There are two kinds of doulas–labor doulas and postpartum doulas. Sometimes one person offers both kinds of doula service, but often doulas specialize.
A labor doula, or childbirth assistant, is a professional labor support person who has specific training and experience in providing informational, emotional, and physical support during the childbearing year, especially during labor and birth and immediately after.
During pregnancy, visits help the doula get to know the mother and partner and learn what sort of support they are seeking. The doula helps them explore their birthing options, assists them in writing a birth plan, and supports their decisions. She will normally meet with the couple at least twice before the birth.

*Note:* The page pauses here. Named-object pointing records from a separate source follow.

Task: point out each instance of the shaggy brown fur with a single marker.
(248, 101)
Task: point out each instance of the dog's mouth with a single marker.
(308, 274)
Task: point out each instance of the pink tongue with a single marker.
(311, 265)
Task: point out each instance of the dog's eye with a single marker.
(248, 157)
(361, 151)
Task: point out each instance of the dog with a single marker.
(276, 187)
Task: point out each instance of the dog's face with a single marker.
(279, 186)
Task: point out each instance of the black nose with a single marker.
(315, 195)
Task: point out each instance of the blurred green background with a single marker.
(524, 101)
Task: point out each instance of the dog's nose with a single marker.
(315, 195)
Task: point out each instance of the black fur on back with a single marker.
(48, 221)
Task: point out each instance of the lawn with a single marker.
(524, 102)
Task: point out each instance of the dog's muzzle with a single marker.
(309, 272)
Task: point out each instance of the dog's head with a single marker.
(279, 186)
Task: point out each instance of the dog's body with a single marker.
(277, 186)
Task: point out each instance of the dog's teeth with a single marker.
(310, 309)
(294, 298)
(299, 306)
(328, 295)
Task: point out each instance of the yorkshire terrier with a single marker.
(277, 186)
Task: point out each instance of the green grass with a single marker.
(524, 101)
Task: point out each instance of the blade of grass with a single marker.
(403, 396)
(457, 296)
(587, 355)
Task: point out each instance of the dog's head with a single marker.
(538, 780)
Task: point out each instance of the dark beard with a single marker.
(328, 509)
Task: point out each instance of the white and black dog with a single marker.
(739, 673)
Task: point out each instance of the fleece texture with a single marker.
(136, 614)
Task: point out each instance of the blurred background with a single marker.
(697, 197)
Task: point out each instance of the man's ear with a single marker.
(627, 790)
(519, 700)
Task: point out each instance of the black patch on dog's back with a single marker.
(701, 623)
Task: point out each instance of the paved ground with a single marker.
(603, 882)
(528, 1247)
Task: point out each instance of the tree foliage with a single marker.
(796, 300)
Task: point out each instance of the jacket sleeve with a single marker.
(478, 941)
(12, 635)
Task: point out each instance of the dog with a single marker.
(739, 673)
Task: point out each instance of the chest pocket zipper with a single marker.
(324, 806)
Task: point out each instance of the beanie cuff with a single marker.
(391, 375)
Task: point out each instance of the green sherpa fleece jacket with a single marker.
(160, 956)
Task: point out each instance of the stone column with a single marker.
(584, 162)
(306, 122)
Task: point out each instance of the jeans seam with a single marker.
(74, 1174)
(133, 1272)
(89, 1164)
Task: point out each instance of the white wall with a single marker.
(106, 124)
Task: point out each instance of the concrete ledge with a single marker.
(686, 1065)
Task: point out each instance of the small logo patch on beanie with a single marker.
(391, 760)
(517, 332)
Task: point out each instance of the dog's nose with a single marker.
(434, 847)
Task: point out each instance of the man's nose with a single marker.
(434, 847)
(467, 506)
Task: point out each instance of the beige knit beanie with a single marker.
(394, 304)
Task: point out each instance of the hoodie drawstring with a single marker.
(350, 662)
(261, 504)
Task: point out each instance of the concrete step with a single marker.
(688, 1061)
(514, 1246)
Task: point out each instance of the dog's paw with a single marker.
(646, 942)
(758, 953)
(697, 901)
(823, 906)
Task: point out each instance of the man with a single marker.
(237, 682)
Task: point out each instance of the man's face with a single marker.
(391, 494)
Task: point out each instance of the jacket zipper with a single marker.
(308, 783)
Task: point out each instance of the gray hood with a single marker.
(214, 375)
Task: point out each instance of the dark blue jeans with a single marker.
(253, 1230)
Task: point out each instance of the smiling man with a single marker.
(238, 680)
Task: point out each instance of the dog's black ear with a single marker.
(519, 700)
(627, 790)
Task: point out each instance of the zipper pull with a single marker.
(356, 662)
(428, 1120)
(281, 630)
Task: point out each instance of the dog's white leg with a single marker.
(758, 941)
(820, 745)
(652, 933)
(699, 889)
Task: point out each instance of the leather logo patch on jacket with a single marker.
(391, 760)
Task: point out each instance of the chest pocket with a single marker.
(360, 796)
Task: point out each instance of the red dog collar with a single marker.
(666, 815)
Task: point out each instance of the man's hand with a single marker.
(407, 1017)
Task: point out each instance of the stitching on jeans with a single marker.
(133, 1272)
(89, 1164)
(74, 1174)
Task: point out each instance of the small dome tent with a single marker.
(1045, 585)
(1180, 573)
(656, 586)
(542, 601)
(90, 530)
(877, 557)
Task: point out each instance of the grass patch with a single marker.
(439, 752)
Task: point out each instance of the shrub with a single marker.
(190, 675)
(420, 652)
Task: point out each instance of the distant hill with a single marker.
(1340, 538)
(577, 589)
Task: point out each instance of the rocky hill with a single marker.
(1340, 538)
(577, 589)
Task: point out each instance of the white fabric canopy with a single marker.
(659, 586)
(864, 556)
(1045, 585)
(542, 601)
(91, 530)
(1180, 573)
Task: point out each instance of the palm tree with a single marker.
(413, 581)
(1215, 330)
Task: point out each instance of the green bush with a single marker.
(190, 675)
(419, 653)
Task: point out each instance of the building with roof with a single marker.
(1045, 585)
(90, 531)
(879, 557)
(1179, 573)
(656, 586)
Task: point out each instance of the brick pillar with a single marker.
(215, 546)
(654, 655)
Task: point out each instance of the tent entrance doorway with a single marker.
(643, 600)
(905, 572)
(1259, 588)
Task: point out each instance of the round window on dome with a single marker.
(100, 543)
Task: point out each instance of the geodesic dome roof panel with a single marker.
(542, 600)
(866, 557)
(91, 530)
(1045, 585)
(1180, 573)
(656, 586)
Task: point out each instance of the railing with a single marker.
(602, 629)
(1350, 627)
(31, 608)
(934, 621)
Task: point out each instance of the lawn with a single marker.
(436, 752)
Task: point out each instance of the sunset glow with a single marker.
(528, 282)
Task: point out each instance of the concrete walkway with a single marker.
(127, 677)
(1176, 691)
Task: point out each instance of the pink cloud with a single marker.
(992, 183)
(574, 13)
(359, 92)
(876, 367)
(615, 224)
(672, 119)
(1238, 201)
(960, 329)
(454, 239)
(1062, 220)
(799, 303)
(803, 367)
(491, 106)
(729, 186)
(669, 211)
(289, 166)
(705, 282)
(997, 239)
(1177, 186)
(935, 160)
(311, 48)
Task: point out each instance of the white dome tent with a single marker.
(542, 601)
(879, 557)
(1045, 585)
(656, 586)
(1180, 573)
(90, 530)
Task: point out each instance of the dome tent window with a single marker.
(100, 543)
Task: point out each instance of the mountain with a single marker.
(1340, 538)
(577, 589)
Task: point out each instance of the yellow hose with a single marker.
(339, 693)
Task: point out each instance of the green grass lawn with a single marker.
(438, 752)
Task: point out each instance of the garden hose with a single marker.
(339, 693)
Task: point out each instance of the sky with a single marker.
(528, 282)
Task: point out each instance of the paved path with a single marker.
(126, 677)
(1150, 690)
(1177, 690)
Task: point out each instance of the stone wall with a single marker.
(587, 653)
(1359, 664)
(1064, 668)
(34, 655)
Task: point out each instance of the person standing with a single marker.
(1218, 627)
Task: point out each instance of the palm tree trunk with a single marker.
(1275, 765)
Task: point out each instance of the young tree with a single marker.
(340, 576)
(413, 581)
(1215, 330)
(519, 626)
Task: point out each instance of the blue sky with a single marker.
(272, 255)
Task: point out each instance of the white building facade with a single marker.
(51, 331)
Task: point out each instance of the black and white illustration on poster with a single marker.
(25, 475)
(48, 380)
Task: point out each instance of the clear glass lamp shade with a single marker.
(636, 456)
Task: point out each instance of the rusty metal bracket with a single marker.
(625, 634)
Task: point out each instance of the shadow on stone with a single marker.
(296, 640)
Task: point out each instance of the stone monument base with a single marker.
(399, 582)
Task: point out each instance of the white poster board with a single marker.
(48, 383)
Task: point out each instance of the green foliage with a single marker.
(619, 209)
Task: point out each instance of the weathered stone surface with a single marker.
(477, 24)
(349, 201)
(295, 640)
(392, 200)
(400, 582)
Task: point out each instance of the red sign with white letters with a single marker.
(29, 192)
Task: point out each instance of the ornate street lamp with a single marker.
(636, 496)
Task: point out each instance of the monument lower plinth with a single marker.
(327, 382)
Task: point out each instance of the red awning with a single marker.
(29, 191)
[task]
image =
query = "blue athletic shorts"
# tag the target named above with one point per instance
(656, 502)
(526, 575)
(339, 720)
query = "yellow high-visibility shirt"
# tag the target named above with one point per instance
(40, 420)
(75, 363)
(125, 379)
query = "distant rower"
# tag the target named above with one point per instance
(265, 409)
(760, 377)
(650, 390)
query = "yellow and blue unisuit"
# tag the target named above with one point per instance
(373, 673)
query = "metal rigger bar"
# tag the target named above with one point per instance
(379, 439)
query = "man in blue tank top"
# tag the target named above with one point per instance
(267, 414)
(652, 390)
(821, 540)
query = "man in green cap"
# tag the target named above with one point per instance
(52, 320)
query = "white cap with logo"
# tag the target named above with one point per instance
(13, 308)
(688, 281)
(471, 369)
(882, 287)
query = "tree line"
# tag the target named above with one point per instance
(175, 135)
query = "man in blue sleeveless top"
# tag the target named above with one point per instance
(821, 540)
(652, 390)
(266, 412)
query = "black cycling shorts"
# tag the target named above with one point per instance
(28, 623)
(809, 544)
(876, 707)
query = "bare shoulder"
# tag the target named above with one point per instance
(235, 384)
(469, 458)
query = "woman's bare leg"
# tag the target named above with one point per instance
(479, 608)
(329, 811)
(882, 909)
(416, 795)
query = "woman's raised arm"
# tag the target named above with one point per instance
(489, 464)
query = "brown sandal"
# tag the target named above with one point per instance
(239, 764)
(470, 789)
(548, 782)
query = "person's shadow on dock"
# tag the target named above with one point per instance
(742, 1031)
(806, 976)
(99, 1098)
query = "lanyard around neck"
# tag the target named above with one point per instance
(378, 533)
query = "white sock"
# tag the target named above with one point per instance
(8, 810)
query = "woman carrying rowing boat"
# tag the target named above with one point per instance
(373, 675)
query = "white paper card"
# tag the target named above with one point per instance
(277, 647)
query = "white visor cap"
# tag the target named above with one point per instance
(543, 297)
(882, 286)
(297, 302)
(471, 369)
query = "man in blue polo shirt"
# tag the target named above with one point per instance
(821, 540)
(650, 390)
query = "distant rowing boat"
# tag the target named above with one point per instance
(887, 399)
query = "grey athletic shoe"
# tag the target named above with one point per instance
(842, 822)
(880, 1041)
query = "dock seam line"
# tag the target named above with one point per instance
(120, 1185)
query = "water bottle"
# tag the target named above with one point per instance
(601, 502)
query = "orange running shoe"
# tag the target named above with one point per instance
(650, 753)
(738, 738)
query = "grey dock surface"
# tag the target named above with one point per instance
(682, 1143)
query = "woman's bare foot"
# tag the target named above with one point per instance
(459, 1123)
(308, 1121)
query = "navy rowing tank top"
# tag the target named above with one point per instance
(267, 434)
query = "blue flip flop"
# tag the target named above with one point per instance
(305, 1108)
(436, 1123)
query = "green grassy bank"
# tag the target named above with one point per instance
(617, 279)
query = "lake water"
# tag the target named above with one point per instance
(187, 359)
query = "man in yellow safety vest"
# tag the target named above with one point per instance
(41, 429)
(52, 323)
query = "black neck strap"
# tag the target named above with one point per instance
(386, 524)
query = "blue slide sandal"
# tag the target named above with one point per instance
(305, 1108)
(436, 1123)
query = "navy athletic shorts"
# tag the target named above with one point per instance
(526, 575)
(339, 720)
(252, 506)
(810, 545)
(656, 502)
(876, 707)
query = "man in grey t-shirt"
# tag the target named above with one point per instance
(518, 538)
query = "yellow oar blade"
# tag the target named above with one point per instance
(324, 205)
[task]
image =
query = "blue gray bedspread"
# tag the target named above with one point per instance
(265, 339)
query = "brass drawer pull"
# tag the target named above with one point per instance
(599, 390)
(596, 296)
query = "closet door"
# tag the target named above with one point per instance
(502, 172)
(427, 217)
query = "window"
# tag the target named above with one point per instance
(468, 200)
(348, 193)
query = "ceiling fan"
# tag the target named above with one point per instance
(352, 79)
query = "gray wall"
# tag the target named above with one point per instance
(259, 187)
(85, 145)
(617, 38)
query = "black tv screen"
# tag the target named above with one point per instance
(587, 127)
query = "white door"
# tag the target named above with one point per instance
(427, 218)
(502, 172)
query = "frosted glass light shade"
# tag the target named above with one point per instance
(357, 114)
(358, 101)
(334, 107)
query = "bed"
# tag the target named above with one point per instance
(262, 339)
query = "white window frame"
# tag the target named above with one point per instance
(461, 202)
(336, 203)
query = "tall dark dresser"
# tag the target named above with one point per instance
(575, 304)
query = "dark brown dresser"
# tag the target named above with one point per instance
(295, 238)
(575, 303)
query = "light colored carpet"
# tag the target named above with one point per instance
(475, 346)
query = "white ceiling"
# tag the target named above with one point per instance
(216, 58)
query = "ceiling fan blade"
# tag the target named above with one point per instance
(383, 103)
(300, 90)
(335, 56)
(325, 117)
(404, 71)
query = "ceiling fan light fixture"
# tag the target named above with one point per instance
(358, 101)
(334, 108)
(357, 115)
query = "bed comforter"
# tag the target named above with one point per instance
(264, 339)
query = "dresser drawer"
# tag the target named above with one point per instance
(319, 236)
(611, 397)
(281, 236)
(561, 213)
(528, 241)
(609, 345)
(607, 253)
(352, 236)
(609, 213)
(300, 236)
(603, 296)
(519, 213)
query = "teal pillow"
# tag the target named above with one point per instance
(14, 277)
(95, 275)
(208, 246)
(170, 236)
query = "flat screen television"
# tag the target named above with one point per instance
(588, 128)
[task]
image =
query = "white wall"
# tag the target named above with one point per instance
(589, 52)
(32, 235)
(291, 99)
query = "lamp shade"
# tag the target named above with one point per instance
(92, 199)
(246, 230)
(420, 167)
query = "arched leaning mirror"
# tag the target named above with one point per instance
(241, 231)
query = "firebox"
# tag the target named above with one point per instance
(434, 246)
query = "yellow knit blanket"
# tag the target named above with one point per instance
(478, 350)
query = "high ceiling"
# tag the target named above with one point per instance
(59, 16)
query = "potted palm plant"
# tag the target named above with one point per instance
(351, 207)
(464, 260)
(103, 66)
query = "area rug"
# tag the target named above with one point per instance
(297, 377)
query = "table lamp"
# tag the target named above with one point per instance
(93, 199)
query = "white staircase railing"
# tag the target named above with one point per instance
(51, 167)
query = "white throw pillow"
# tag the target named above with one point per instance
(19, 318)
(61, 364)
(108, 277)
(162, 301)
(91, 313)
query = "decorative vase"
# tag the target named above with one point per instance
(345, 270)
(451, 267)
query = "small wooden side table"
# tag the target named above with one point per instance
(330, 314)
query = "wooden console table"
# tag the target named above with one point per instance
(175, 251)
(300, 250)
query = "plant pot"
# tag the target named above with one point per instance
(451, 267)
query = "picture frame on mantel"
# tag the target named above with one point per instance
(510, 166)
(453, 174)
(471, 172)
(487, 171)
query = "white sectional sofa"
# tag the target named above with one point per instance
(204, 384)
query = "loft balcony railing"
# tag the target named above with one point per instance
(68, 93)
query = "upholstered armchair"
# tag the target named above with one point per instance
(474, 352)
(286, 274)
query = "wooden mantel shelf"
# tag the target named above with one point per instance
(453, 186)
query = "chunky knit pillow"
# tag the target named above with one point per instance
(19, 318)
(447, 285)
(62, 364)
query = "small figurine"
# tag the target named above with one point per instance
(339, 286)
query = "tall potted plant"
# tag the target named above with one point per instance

During labor and birth, doulas provide whatever kind of help is most needed by the mother and partner. The doula joins the laboring mother as soon as the mother wants or needs her company and stays with the mother for the whole labor, providing the continuous support that is proven to reduce medical interventions and increase satisfaction with the birth. Questions people sometimes ask about continuous support during labor:
Can’t the nurse do that? Nurses working in hospitals can rarely provide the kind of continuous personal support that a doula provides because a) they do not have a personal relationship with the family before the birth; b) they have many other responsibilities; and c) they go home when their shift ends.
Can’t the mother’s partner do that? Partners usually appreciate the help of a doula as much as the birthing mother does. With the help and expertise of the doula, the partner is able to fully focus on the experience of going through labor and birth with the mother.
Does the doula replace the partner? The doula’s role is to support the birthing couple, not take over for the woman’s partner. Of course, women without partners particularly appreciate the support of a doula. In many ages and cultures, women have helped each other through pregnancy and birth in similar ways.
After the birth, the doula stays with the family until the mother, partner, and baby are settled–usually an hour or two. The doula also visits the family once or twice in the weeks after the birth to help the mother and partner process the birth, answer questions, and provide help with breastfeeding and adjusting to life with a newborn. Further support in the weeks after birth can be provided by a postpartum doula.
A postpartum doula provides in-home support to the family in the weeks after the baby’s arrival. Many cultures offer new mothers six weeks of special care and rest with their newborns; American culture does not. A postpartum doula can provide some of that care, helping the mother to rest, recover, and bond with her baby. Postpartum doulas offer breastfeeding help, do light housework, prepare meals, run errands, and help new mothers learn to care for their babies and themselves. Often new parents will have many questions about their newborns and their own process of adjustment. The postpartum doula can provide valuable insight that comes from her own experience as a mother and the experience of helping many women through the postpartum period. She can also connect new parents to useful community resources.